A partir de ese momento su deterioro se aceleró. Estaba convencido de que había un virus informático en su cabeza y de que todo a su alrededor era un software infectado.

“Veo que el virus no ha dañado tu pixelado” me dijo una madrugada en vela mientras me acariciaba el rostro con la  mirada extraviada “sigues teniendo una muy buena definición”

Los médicos le diagnosticaron un Trastorno de Paranoia Informática Severa y le recetaron unas pastillas de color rosa. Él las tomaba con resignación, creyendo que le ayudarían a limpiar su sistema operativo como si de un antivirus se tratara. Así, entre batas blancas y visitas de especialistas, los días se fueron sucediendo en el hospital bajo la sombra de su perturbada mirada.

Pasado un tiempo el tratamiento empezó a hacer efecto: su delirio informático pareció irse diluyendo hasta que un feliz día volvió a llamarme por mi nombre y los médicos decidieron darle el alta.

Volvimos a casa cogidos de la mano bajo el sol de una primavera que se prometía cálida y gentil. Pronto la normalidad se apoderó de nuevo de nuestras vidas: él cambió de trabajo y empezó en una fábrica, alejado de ordenadores tal y como nos había recomendado el médico. Yo me reincorporé en la oficina y, poco a poco, aquel episodio fue quedando atrás.

El día en el que se cumplieron tres meses desde su regreso decidimos vestirnos de gala y celebrarlo con una cena por todo lo alto en un lujoso restaurante. Tras dejarnos servir por un elegante camarero, él alzó su copa y con su verde mirada brillante y feliz, propuso un brindis:

“Por nosotros. Por una larga vida de salud y felicidad”.

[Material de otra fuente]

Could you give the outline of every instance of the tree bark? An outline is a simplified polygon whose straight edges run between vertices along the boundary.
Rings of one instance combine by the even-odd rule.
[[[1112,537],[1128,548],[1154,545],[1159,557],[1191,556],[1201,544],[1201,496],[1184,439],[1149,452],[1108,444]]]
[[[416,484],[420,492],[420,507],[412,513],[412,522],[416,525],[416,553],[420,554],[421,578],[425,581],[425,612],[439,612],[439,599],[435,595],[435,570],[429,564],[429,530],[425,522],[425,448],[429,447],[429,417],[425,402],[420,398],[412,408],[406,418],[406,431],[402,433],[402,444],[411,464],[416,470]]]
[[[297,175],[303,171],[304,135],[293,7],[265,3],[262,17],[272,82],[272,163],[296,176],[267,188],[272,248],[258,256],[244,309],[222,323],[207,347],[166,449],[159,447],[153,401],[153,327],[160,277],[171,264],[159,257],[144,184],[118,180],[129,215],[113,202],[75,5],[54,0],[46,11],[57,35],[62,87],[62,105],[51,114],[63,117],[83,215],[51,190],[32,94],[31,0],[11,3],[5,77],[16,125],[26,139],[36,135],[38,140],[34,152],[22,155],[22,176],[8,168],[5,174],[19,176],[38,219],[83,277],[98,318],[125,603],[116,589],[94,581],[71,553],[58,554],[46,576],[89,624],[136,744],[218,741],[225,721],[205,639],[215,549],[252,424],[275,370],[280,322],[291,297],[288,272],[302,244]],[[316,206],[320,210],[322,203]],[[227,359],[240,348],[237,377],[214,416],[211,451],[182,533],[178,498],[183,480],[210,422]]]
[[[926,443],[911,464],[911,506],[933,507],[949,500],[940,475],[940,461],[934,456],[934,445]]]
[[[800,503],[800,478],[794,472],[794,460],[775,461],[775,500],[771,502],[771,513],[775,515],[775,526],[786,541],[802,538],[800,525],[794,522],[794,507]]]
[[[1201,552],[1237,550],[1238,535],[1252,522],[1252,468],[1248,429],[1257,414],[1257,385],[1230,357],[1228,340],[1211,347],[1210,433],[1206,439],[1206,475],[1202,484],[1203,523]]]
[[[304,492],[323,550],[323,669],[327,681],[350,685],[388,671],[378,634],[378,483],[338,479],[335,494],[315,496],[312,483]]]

Yo sonreí, bebí de aquel vino delicioso y dejé perder mi mirada en la noche sintiéndome afortunada. Entonces, añadió:

“Y por el ingeniero que supo configurarme tras el accidente. Hay veces en las que no hay más remedio que resetear y reiniciar de nuevo”.

Casi se me cae la copa al escuchar aquello. Forcé una sonrisa y le miré con la esperanza de que estuviera bromeando. Pero no me devolvió la mirada. Por el contrario, se limitó a fijarla en su plato mientras con gestos mecánicos, cortaba la carne en diminutos pedazos.